Spot a moose, spot a moose! Majestic mammal first seen in Washington’s Mount Rainier National Park – 350 miles south of where they are usually found
- Park rangers spotted the first-ever moose walking in the snow at Washington’s Mount Rainier
- Elk are a priority species, which means they require special conservation techniques to protect them
- ‘We are very excited about this sighting!’ park officials said in their post
- In 2015, there were an estimated 5,000 moose in Washington, mostly in the Selkirk Mountains, more than 350 miles north of Mount Rainier
Park rangers first spotted moose in Washington’s Mount Rainier National Park on Thursday.
The animal walked alone through the snow along Sunrise Road, and park officials shared a photo of the mammal on Facebook.
Elk are considered a priority species by the Washington Department of Fish and Wildlife (WDFW), meaning they require special conservation techniques to protect them.
Such conservation is required because of a species’ population status, sensitivity to habitat change, and/or recreational, tribal, or commercial importance.
Park rangers first spotted moose in Washington’s Mount Rainier National Park on Thursday
As of 2015, there were an estimated 5,000 moose in Washington, most of them in the Selkirk Mountains — more than 350 miles north of Mount Rainier, according to the WDFW.
“This is the first recorded moose sighting from Mount Rainier National Park and southwestern Washington,” the post’s caption read.

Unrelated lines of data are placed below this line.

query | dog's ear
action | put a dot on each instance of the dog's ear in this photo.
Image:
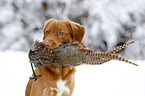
(46, 24)
(77, 31)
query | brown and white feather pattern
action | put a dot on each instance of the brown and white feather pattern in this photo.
(72, 54)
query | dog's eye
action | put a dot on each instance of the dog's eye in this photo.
(60, 33)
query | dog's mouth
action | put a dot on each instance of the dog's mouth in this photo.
(51, 45)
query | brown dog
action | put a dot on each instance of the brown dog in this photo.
(56, 80)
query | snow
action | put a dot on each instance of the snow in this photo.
(114, 78)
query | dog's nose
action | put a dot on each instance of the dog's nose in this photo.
(47, 44)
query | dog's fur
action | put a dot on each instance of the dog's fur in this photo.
(56, 80)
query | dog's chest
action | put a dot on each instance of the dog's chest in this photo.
(60, 89)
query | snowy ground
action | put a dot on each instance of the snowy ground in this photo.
(110, 79)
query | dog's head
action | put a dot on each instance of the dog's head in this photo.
(60, 32)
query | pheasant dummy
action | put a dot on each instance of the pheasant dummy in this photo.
(72, 54)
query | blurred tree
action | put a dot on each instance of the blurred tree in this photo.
(108, 22)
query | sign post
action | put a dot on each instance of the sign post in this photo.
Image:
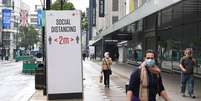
(64, 63)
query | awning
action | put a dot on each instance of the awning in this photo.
(147, 9)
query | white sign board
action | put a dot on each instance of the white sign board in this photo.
(64, 64)
(91, 50)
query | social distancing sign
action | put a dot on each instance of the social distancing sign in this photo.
(64, 63)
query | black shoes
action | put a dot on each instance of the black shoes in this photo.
(183, 95)
(107, 86)
(192, 96)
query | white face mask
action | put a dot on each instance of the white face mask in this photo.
(107, 56)
(149, 62)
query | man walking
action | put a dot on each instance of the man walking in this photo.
(187, 64)
(146, 81)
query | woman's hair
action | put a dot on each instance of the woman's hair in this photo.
(155, 55)
(150, 51)
(106, 53)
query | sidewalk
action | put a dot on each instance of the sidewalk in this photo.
(94, 91)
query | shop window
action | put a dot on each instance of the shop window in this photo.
(166, 16)
(115, 5)
(114, 19)
(177, 14)
(190, 11)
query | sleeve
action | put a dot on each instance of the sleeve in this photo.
(102, 64)
(161, 86)
(182, 61)
(133, 82)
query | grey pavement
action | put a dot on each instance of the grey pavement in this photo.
(14, 85)
(95, 91)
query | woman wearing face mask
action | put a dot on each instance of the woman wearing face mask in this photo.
(106, 68)
(187, 64)
(146, 81)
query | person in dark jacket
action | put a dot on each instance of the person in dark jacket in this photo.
(187, 64)
(146, 81)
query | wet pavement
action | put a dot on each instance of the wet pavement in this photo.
(95, 91)
(14, 85)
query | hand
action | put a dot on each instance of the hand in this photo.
(184, 70)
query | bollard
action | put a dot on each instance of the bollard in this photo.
(39, 77)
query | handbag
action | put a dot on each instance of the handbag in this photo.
(109, 69)
(101, 78)
(135, 98)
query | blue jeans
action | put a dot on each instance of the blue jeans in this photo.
(187, 78)
(106, 77)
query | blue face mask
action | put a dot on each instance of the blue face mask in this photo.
(149, 62)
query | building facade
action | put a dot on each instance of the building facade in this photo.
(8, 34)
(166, 26)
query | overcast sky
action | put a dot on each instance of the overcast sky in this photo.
(79, 4)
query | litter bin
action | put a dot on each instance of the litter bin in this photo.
(39, 77)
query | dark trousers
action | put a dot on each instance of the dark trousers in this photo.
(106, 77)
(187, 78)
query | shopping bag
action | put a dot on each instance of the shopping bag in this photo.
(101, 78)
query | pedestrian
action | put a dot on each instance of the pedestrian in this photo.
(187, 64)
(106, 68)
(145, 82)
(84, 56)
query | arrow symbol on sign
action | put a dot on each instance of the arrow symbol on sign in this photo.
(71, 39)
(77, 39)
(56, 40)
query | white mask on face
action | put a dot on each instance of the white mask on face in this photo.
(149, 62)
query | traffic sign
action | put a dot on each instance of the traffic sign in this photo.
(64, 63)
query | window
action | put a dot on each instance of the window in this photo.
(115, 5)
(33, 19)
(114, 19)
(166, 16)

“Yes, I know it’s a lot of exclamation points, but we’re very excited about this sighting!”
There are smaller elk populations in the North Cascades, Okanogan, and Blue Mountains.

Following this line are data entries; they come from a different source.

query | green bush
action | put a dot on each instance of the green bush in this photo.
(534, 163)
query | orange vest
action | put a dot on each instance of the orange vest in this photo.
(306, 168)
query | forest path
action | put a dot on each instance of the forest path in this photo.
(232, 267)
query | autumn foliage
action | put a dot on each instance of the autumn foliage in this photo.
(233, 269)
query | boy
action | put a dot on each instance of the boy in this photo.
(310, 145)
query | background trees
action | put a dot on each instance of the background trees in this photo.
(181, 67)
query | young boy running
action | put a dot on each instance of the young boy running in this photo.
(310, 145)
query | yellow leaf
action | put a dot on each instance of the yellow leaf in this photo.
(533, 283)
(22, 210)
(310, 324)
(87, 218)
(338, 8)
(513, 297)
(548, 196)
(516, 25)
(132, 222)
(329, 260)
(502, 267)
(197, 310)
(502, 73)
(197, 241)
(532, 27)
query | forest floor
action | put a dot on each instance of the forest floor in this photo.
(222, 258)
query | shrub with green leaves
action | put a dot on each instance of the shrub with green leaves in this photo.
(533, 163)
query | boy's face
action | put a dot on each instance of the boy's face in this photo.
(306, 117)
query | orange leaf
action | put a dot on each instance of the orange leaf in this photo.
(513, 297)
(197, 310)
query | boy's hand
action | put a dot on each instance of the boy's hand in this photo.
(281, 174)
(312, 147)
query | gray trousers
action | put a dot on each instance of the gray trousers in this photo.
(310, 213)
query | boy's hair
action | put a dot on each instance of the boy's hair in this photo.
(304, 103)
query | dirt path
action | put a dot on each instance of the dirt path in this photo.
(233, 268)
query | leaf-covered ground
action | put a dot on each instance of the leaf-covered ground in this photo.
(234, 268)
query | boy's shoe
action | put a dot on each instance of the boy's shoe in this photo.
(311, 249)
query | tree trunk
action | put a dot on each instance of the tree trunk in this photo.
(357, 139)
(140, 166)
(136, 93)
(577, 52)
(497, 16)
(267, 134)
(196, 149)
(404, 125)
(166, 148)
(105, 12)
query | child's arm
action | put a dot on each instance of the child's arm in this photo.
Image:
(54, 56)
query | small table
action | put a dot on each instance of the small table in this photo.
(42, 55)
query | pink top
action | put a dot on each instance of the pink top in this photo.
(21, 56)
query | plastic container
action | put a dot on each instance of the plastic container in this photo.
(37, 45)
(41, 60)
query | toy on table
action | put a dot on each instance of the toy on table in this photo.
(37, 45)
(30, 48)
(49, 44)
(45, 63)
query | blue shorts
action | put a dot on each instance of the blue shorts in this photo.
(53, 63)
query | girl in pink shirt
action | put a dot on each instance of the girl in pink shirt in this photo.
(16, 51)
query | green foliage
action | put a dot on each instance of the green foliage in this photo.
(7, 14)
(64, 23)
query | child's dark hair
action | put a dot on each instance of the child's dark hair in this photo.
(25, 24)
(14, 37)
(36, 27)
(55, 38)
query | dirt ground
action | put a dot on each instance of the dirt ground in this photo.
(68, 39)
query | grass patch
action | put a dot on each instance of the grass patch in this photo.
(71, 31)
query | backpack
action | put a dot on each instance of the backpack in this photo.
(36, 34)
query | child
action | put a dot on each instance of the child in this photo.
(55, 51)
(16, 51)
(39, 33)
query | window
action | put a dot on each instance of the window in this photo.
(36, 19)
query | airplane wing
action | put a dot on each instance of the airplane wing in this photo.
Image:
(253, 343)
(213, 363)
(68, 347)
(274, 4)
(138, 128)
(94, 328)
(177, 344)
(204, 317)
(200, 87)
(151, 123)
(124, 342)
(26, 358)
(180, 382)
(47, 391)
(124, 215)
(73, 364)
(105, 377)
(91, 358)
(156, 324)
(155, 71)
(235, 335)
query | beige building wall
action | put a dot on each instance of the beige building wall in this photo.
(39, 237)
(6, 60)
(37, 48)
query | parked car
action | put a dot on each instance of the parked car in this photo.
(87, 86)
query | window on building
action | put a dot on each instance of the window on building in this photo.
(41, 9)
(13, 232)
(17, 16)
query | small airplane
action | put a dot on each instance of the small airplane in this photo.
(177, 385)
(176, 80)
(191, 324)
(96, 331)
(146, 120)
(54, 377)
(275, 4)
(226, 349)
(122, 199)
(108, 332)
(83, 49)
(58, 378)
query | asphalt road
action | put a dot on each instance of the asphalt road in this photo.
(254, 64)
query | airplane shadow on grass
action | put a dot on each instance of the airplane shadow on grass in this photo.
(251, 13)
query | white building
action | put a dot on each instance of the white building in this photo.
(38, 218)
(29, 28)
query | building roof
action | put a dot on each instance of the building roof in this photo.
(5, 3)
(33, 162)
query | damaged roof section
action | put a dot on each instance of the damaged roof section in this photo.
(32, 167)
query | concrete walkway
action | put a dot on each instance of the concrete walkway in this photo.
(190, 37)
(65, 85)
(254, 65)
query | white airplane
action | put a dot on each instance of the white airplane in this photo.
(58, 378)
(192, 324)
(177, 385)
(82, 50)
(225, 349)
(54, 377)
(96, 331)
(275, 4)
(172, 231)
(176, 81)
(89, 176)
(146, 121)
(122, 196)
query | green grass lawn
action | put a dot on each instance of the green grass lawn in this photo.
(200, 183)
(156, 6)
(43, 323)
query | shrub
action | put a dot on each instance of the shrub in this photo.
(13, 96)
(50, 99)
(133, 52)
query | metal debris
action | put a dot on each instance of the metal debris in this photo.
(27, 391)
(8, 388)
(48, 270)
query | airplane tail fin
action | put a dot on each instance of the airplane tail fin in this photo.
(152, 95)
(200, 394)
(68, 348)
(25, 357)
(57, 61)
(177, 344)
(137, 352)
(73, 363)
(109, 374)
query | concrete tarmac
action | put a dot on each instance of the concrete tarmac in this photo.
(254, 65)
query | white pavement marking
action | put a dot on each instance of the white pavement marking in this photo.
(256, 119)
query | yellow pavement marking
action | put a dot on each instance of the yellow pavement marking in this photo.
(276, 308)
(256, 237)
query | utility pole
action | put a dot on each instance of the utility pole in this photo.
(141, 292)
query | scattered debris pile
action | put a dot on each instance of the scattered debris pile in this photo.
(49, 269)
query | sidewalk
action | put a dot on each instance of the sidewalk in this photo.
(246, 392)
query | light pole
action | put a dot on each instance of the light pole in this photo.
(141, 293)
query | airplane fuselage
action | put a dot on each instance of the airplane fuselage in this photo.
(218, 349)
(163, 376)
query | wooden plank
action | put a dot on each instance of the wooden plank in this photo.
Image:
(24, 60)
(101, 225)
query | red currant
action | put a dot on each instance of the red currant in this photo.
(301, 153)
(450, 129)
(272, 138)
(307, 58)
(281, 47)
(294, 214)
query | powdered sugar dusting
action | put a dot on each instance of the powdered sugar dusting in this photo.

Elk are generally more solitary mammals, but they can sometimes travel in small groups during the winter if they share a favorable habitat.
Officials also questioned in the post whether this newly sighted moose could be the same one seen in August at the I-90 wildlife underpass at Resort Creek.
That location is about 250 miles from the Mount Rainier area.
However, in some states moose have expanded their geographic range, but in most areas there are cold winters with snow cover – thanks in part to their large bodies that prefer temperatures below 60 degrees Fahrenheit in the summer and below 32 degrees in the winter .
Elk are dark brown and have long legs with massive shoulders reaching nearly six feet in length when mature.
They have prominent muzzles with an overhanging upper lip and a large flap of hair-covered skin that hangs below the throat and is called a ‘bell’.
The Washington moose belongs to a subspecies called ‘Shiras’ moose, which is physically smaller than the more northern moose.
Bulls, the males, weigh between 850 and 1,100 pounds and adult females or cows weigh between 600 and 800 pounds.
Their antler spread ranges from 35-45 inches and rarely exceeds 55 inches.
The majestic mammals, known as moose outside of North America, feed on copious amounts of leaves, insects, twigs and aquatic vegetation.